According to news reports, empty store shelves and long lines for gasoline in the United Kingdom are attributable to a shortage of truck drivers to make the necessary deliveries. Just as in the U.S., many drivers have left trucking for better pay and working conditions. Those jobs had been going to drivers from poorer European Union countries until Brexit, Britain’s withdrawal from the EU, cut off that supply.

To help ease the situation, Prime Minister Boris Johnson will issue 5,000 short-term visas to truck drivers from the European Union to help fill the gap.

It was reliance on the EU for cheaper labor that held down driver wages in the first place as workers from Europe’s poorer countries came to the U.K. to work over the years. The EU’s open borders meant workers from poorer countries, like Romania and Bulgaria, gravitated to more prosperous members, like France, Germany and the U.K. But when the U.K. left the EU as of February 2020, its borders closed, and that source of labor ended. The “driver shortage” has gotten worse since then. Now, the problem has reached crisis proportions.

It hasn’t helped that the current economic surge is causing supply chain overloads or that some training programs for new drivers were shut down during the worst of COVID.

U.K. Transport Minister Grant Shapps defended the temporary visas for foreign drivers even while admitting EU drivers undercut British salaries.

“Poor pay and terrible conditions” for years have led to the need to import HGV (Heavy Goods Vehicle) drivers, Shapps said on Times Radio as reported by Bloomberg.

The long-term solution to the driver shortage problem is higher wages, said another government official.

Sound familiar?

What’s familiar, of course, are the poor conditions and low pay.

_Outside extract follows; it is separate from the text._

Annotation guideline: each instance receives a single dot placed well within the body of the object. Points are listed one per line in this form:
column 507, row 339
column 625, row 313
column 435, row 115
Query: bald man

What is less familiar is a government that appears to recognize the problem and is willing to at least state the obvious end solution. Our government barely acknowledges the problem at all, remaining silent as the American Trucking Associations loudly proclaims a nonexistent driver shortage to wrest goodies like CDL school support and 18-year-old interstate drivers from Congress.

Instead of a pool of foreign drivers, the U.S. has a recruiting industry that attracts hundreds of thousands of would-be drivers every year. Most leave within the first year or so. But they don’t turn in their CDLs on the way out. The drivers who quit the industry remain CDL holders and are thus part of a much larger driver pool than the ATA will acknowledge.

The U.K. does acknowledge the pool of drivers who’ve left the industry. In fact, according to Bloomberg, the government is sending letters to everyone with an HGV license inviting them back. Short of a big pay increase, good luck with that.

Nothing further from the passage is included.